Conditions are plain strings passed to gen_initdesign() as a list. They apply during both initial design generation and the optimisation swaps — only designs that satisfy all conditions are accepted.

Syntax

Meaning

'alt1_cost > alt2_cost'

Binary relation between two attributes or an attribute and a value.

'if alt1_time > 20 then alt2_time < 30'

Material implication: whenever the antecedent holds, the consequent must also hold.

'alt1_cost > alt2_cost & alt1_time < alt2_time'

Compound: all sub-conditions joined by & must hold simultaneously.

'(alt1_A + alt1_B + alt1_C) > 0'

Arithmetic expression on the left-hand side.
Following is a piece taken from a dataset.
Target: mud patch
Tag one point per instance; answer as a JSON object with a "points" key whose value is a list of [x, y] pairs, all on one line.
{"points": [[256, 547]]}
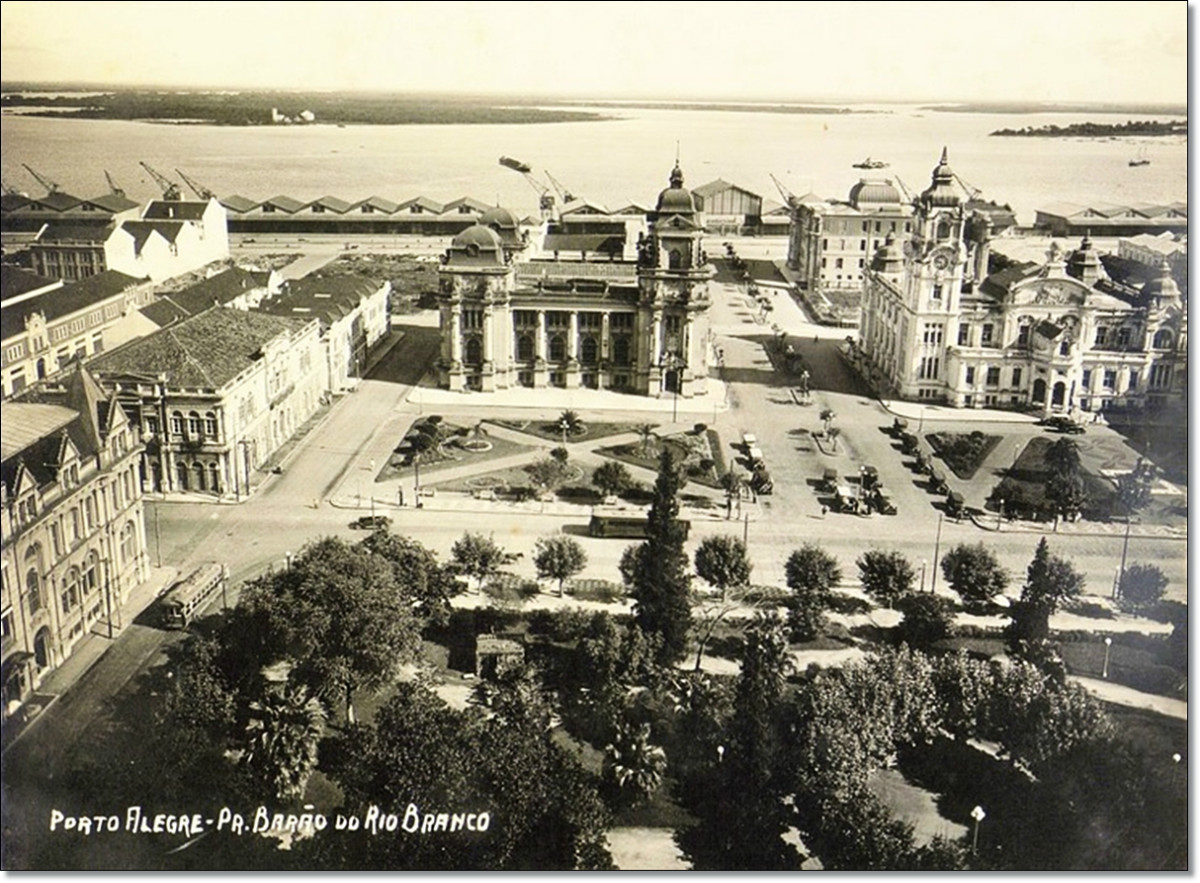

Any mix of attribute names and numeric constants combined with +, -, *, / and parentheses is valid on either side of the comparison.

'if (alt1_A + alt1_B) > 0 then alt1_price >= 0'

Arithmetic expression inside an if/then antecedent or consequent.

Arithmetic expressions can appear on either side of any comparison operator and can be freely combined with if/then and &.

Attribute names in condition strings must exactly match the name argument of the corresponding Attribute. A typo raises a ValueError immediately when gen_initdesign() is called.

Stopping criteria

At least one stopping criterion must be supplied to optimise(). They are checked after every iteration and the first one to trigger stops the algorithm.

Argument

Meaning

time_lim

Stop after N minutes of wall-clock time.

iter_lim

Stop after N total iterations.

noimprov_lim

Stop after N consecutive iterations without improvement.

Optimisation algorithms

Three algorithms are available via the algorithm argument of optimise():

Value

Description

'swap' (default)

Random Swapping — picks a random attribute column and swaps the values of two randomly chosen rows. Fast per iteration; good general default.

'rsc'

RSC (Relabelling, Swapping, Cycling) — applies one of three random column moves per iteration. More diverse search than pure swapping.

'federov'

Modified Federov — replaces one row at a time with the best candidate from the full factorial. More systematic but slower per iteration; works best for small attribute spaces.

Utility balance

After optimisation, the utility balance ratio measures how evenly the prior parameters distribute expected market share across alternatives. A ratio of 100 % means all alternatives have equal expected choice probabilities; a ratio near 0 % indicates near-complete dominance by one alternative.

Designs with very low utility balance may indicate that the prior values are poorly calibrated or that the design is too constrained.